In a normal year, distributed inventories increase over winter, when lower temperatures reduce electricity demand and generation, and the end of the monsoon permits greater coal production.

But stocks have remained persistently low at seven to nine days since August 2021 despite a government campaign to increase mine output and distribution.

Restocking has been dealt a further blow by a heatwave across the country over the last two months boosting air conditioning and refrigeration demand.

Power producers’ stocks are at the lowest pre-summer level for nine years, which will constrain generation and ensure blackouts continue (



Coal is the bulkiest of all commodities so supply depends as much on enough distribution capacity as it does on mine output.

Production increased by 26 million tonnes (9%) in the first four months of the year compared with the same period in 2021.

Distribution rose by 29 million tonnes (11%) over the same period, statistics prepared by the Ministry of Coal show.

At the same time, the government has ordered mines and the railway network to prioritize deliveries to power generators.

Coal despatched to the power sector increased by almost 39 million tonnes (18%) in the first four months of the year.

But the consequence has been a drop of 10 million tonnes (18%) in deliveries to industrial users, including the steel, cement and aluminium sectors.

In effect, the government has supported the supply of coal to electricity generators by worsening shortages in the rest of industry.

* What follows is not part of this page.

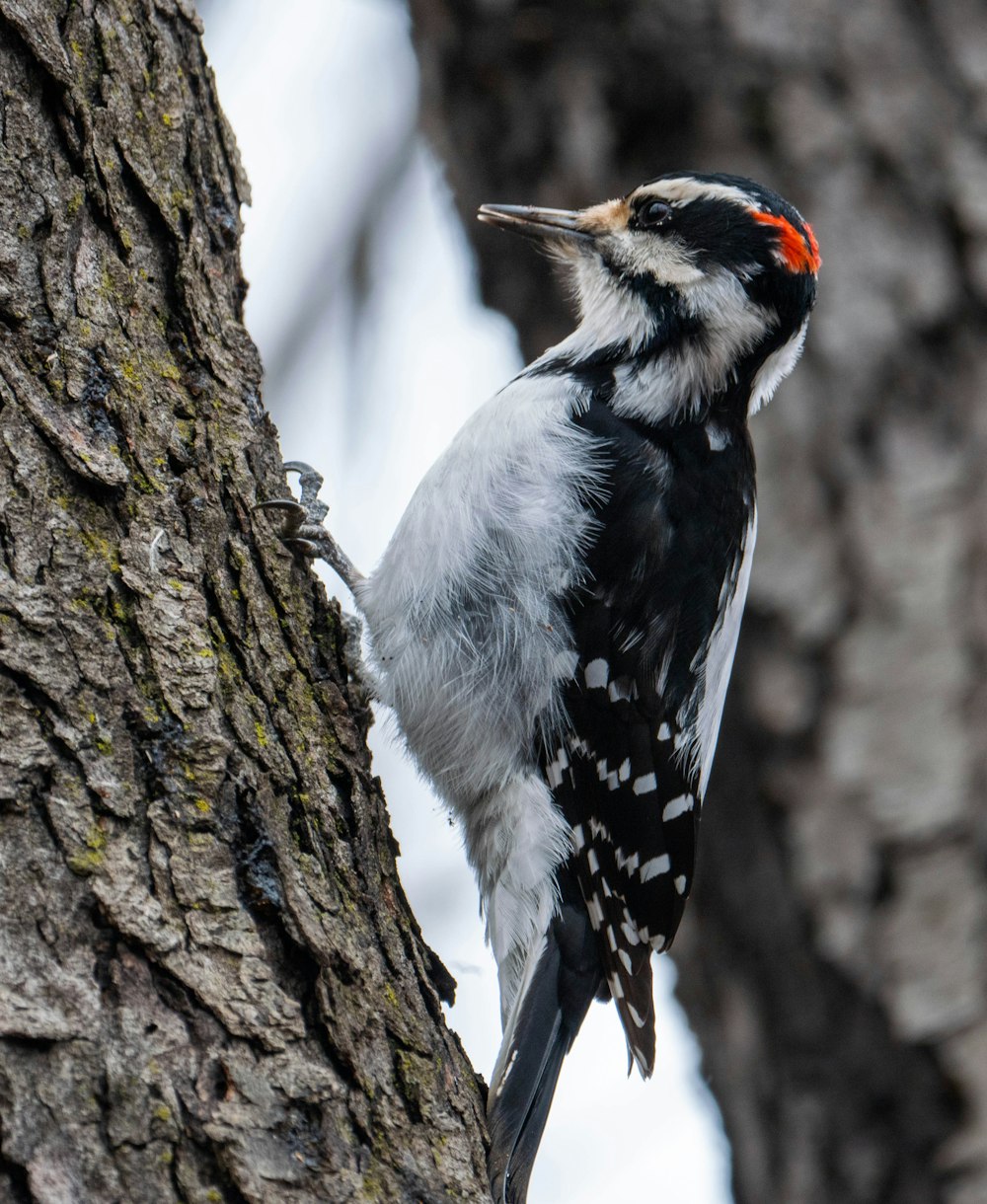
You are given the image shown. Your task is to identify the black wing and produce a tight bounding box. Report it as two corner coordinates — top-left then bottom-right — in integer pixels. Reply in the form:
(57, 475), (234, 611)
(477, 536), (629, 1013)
(544, 402), (753, 1077)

In common with other countries in other periods, including Britain and China, the rail network has emerged as a major constraint on boosting coal supplies.

The total number of coal trains loaded and despatched every day in April 2022 was no higher than in April 2021, according to the Ministry of Coal.

The tripartite plan between the coal industry, railway and government called for an average of 336 trains a day to be loaded in April, but the system managed only 276, unchanged from April 2021.

Trains despatched to power producers increased by almost 18 per day (7%) compared with the same month a year earlier, but with the loss of 18 per day (56%) to all other users.

There may be scope to increase total delivery capacity by debottlenecking, increasing average train speeds and reducing dwell times at both pits and power stations to make more intensive use of the rolling stock.

In addition, the government has already intervened to reverse, at least partially, the normal prioritisation given to passenger trains over freight in a bid to move more coal faster.

Indian Railways has cancelled a slew of passenger services to make more track available (“Power-hungry India halts passenger trains to free up track to move coal,” Reuters, April 29).

Until more rail deliveries can be made, however, stocks are likely to stay under pressure and electricity generators will struggle to meet peak demand.